Most modern dryers, while also having a timed dry setting, use a moisture sensor to create a sort of flex dry setting that one can use. Using a moisture sensor, it senses when your clothing is dry enough and ends the cycle instead of just running on a set timed cycle. However, if the moisture sensor no longer works then your clothing may not get dry or the dryer may run indefinitely as it fails to receive the proper signals to stop. However, these are two rather broad and common symptoms. So, if you think it is your moisture sensor that is malfunctioning, here is how you can test it.
First, you want to start with completely dry clothing. When dry clothes are placed in a dryer on a moisture sensor setting, your dryer will run for a few minutes then shut off if the sensor is functioning properly.

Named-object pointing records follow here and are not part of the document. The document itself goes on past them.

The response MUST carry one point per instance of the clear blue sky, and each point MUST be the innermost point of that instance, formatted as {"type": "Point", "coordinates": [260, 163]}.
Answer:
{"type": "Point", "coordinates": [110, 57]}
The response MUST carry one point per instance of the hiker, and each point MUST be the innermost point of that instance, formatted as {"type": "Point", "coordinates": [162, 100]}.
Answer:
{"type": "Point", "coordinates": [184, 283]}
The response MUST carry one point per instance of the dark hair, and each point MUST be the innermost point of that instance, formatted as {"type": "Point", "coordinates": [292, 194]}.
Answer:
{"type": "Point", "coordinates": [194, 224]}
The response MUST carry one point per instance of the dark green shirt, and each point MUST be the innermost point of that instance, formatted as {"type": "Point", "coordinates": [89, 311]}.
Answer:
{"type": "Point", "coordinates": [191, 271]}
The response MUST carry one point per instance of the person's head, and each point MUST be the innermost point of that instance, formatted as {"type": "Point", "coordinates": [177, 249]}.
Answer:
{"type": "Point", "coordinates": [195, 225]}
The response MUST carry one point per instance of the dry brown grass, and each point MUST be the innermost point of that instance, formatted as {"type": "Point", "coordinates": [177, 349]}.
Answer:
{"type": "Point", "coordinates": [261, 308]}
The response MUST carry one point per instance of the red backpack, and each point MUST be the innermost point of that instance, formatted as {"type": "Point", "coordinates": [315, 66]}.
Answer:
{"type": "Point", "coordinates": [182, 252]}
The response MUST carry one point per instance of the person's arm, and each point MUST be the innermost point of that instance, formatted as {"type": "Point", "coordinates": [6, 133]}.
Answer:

However, you will also need to run the opposite test. If the dry clothing test works, you then will want to place damp clothing inside your dryer. When the clothing is damp, your dryer should run until the clothing is dry. If your dryer runs for more than just a few minutes and doesn’t shut off, that means it has passed the test as well.
If your dryer passes both tests, then the dryer sensor is working as intended. The sensor is detecting moisture as intended, but something else is going wrong in the process. However, if your dryer only passes one or none of the tests then you will want to look into replacing the moisture sensor.
Unfortunately, replacing the moisture sensor in most dryers will require a significant amount of disassembly in order to reach, remove, and replace the moisture sensor. Many may feel more comfortable calling a professional appliance repair service to get this done.